Cooked to Perfection
All the connective tissue would normally make this an almost inedible cut of meat if you were to cook it like a steak, but all you have to do is follow the braising technique of the Pot Roast Slow-Cooker Method.
This allows all the collagen fibers in the brisket to break down slowly, lubricating all the muscle fibers and making the whole cut remarkably tender and delicious.
Preparation: Rub roast with olive oil lightly. Season with salt and pepper. Sear your roast over a medium-high or high heat until the exterior is browned. Place your roast in a Dutch oven, or a slow cooker with a little liquid to prevent it from drying out, and cook slow and low. ( I love onions so I throw in some coarse chopped onions in the same pot after I sear with a little liquid or butter to scrape off the seasoning off the pan). I then top the onions on top of the brisket).

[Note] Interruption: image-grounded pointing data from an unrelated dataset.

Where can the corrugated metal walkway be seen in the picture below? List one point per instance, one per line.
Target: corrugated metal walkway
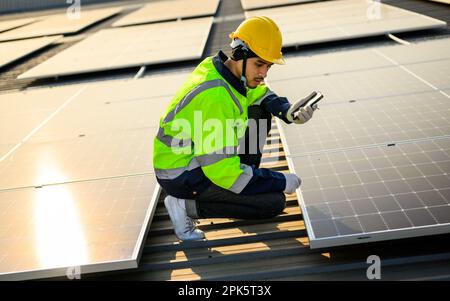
(275, 249)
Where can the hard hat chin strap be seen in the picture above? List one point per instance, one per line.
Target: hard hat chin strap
(244, 67)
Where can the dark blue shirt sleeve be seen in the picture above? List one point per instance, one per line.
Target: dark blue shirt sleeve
(276, 105)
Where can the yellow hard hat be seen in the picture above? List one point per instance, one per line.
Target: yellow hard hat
(263, 37)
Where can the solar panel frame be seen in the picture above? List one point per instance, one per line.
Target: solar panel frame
(14, 50)
(258, 4)
(11, 24)
(93, 231)
(71, 170)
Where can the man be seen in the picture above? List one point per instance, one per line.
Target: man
(195, 153)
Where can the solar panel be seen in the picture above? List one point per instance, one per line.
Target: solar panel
(376, 193)
(254, 4)
(436, 73)
(22, 110)
(346, 19)
(74, 228)
(127, 47)
(93, 134)
(420, 52)
(375, 160)
(59, 24)
(381, 121)
(77, 191)
(11, 24)
(12, 51)
(351, 86)
(169, 10)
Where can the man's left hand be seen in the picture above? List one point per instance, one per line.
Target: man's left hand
(302, 115)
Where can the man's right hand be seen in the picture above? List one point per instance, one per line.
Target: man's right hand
(292, 182)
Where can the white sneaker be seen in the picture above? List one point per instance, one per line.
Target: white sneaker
(183, 225)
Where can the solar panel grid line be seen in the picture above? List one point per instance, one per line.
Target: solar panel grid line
(127, 47)
(169, 10)
(40, 125)
(351, 19)
(403, 67)
(59, 24)
(342, 217)
(396, 195)
(381, 122)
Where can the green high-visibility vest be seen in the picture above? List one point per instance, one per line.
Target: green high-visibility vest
(202, 127)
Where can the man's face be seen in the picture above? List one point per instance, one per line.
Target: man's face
(256, 71)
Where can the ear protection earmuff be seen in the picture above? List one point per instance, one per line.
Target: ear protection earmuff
(240, 51)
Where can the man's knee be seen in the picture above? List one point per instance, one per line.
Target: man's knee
(277, 204)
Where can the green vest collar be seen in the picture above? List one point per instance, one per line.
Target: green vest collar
(218, 61)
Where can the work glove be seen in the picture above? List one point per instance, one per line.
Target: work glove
(292, 182)
(302, 115)
(302, 110)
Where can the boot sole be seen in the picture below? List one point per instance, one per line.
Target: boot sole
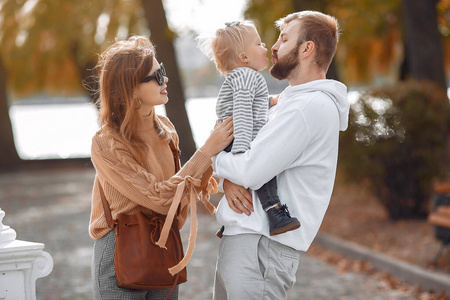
(286, 228)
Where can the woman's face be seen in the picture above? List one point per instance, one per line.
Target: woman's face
(151, 93)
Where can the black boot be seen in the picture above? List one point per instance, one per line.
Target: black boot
(219, 232)
(280, 221)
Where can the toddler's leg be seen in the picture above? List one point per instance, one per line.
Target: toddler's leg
(280, 220)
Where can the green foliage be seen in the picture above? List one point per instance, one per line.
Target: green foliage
(397, 138)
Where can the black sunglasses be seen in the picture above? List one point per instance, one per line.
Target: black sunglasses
(158, 75)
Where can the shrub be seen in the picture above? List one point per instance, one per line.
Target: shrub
(397, 138)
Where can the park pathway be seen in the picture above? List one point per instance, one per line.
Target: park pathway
(53, 207)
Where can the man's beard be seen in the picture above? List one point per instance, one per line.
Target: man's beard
(283, 67)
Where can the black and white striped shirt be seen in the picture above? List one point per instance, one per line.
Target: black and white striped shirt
(244, 95)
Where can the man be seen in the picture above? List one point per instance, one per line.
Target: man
(298, 145)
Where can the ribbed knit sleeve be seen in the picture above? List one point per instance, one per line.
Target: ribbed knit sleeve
(116, 165)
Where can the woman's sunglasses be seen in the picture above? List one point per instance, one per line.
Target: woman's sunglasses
(158, 75)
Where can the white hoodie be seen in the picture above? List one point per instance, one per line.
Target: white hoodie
(299, 145)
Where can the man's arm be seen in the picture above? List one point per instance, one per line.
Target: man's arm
(275, 147)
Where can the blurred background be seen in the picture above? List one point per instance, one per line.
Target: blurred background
(394, 56)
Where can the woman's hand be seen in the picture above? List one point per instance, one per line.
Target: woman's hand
(220, 137)
(239, 198)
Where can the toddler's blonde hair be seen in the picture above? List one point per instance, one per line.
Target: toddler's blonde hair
(223, 46)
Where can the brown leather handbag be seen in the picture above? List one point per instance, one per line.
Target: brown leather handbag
(139, 263)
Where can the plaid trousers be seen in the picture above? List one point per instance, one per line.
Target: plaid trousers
(104, 281)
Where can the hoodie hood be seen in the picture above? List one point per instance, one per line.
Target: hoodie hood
(334, 89)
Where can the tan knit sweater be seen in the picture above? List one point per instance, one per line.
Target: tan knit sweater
(155, 187)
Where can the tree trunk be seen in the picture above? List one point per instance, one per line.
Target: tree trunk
(425, 53)
(163, 37)
(9, 156)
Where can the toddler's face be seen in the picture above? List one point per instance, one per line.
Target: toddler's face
(256, 52)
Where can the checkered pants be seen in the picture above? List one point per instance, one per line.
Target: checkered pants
(104, 276)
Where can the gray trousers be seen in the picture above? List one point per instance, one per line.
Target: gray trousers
(104, 281)
(251, 266)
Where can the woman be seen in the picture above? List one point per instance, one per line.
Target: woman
(133, 159)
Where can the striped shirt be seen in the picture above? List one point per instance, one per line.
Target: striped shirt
(244, 95)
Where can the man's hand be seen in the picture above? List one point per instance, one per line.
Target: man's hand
(239, 198)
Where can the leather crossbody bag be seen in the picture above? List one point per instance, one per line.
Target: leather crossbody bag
(139, 263)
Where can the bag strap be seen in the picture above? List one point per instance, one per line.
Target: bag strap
(176, 155)
(111, 223)
(178, 252)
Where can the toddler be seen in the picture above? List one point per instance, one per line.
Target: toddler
(239, 55)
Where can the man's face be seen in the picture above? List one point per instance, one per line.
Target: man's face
(285, 51)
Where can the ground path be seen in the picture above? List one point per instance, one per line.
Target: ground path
(53, 207)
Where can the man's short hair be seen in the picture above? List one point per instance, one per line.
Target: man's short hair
(320, 28)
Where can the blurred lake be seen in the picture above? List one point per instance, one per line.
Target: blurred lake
(63, 128)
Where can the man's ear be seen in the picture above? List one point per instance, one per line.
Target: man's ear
(307, 49)
(243, 58)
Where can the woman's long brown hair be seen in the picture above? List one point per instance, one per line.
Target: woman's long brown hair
(121, 67)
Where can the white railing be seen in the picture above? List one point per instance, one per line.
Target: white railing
(21, 264)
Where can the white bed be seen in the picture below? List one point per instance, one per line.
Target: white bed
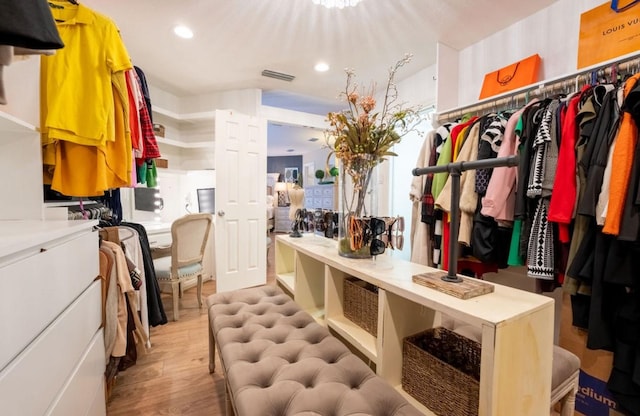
(272, 199)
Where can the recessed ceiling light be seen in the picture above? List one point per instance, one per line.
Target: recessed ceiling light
(321, 67)
(183, 31)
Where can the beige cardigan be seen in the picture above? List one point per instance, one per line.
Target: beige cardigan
(468, 195)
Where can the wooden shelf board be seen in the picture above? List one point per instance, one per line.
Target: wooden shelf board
(356, 336)
(196, 116)
(288, 280)
(186, 145)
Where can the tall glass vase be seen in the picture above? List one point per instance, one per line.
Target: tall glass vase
(357, 193)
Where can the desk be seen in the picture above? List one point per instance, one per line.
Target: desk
(517, 326)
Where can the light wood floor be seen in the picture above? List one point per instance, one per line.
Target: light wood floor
(173, 378)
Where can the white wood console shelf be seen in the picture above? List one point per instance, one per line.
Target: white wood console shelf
(517, 326)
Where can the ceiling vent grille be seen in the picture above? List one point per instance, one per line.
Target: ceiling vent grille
(277, 75)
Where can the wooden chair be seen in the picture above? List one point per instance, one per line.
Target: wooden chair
(565, 369)
(189, 236)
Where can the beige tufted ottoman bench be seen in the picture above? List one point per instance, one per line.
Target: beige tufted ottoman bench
(277, 360)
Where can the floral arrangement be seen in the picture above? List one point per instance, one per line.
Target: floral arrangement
(361, 130)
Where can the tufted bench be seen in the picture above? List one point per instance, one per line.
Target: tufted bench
(277, 360)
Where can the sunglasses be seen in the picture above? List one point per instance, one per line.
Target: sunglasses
(377, 227)
(356, 233)
(393, 237)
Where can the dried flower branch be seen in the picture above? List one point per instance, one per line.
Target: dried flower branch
(361, 130)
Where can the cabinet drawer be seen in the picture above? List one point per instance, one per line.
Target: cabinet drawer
(36, 289)
(79, 392)
(29, 384)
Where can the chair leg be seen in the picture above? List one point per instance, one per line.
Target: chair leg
(212, 350)
(199, 291)
(175, 292)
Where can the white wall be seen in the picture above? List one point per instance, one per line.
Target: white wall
(177, 189)
(319, 160)
(552, 33)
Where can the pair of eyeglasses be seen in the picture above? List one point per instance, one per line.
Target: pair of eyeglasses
(318, 220)
(356, 233)
(330, 222)
(394, 238)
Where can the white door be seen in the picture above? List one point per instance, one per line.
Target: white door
(241, 189)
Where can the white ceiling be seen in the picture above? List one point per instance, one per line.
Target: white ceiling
(236, 39)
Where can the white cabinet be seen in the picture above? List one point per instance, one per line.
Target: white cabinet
(320, 197)
(283, 223)
(517, 326)
(52, 355)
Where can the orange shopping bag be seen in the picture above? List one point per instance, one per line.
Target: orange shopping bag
(607, 32)
(517, 75)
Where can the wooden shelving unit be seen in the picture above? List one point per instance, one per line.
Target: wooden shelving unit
(517, 326)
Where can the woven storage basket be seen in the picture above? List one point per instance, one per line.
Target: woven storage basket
(361, 304)
(441, 369)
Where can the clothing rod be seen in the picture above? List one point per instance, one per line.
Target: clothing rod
(561, 84)
(455, 169)
(470, 165)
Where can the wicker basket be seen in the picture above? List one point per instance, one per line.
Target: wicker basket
(361, 304)
(441, 370)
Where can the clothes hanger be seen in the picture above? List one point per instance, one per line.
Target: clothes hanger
(128, 233)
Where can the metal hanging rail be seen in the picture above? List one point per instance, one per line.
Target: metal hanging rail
(455, 169)
(563, 84)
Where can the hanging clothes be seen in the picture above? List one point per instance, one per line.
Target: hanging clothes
(622, 160)
(156, 312)
(76, 138)
(420, 231)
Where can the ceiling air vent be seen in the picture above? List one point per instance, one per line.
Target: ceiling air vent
(277, 75)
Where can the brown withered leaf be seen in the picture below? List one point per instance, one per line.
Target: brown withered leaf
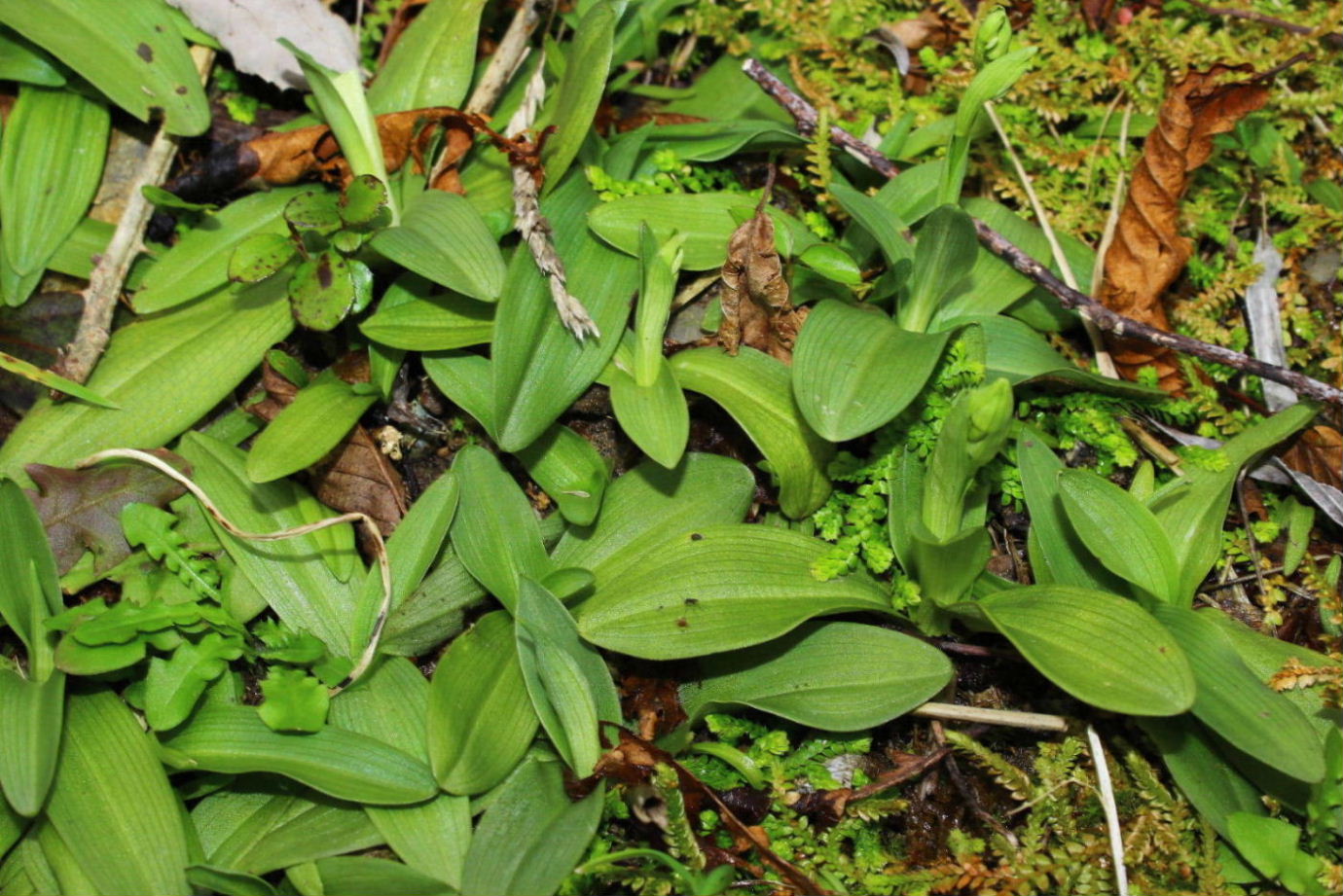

- Liquid: Yes. Add a little broth, wine, or beer until 1/3-1/2 of the entire roast is submerged. (I sometimes do a combo of broth and wine (1/2 to 1 whole cup max of the wine)
- Temperature: Low, 200º - 300ºF or low setting on slow cooker.
- Finish: Super Well Done, with an internal temperature of 170º or hotter. If it's not fork-tender or falling off the bone, then keep on cookin'. You really can't overcook a braised roast, plan on 6 - 8 hours, depending on roast size.
- Carve: Shred with two forks, or gently slice against the grain.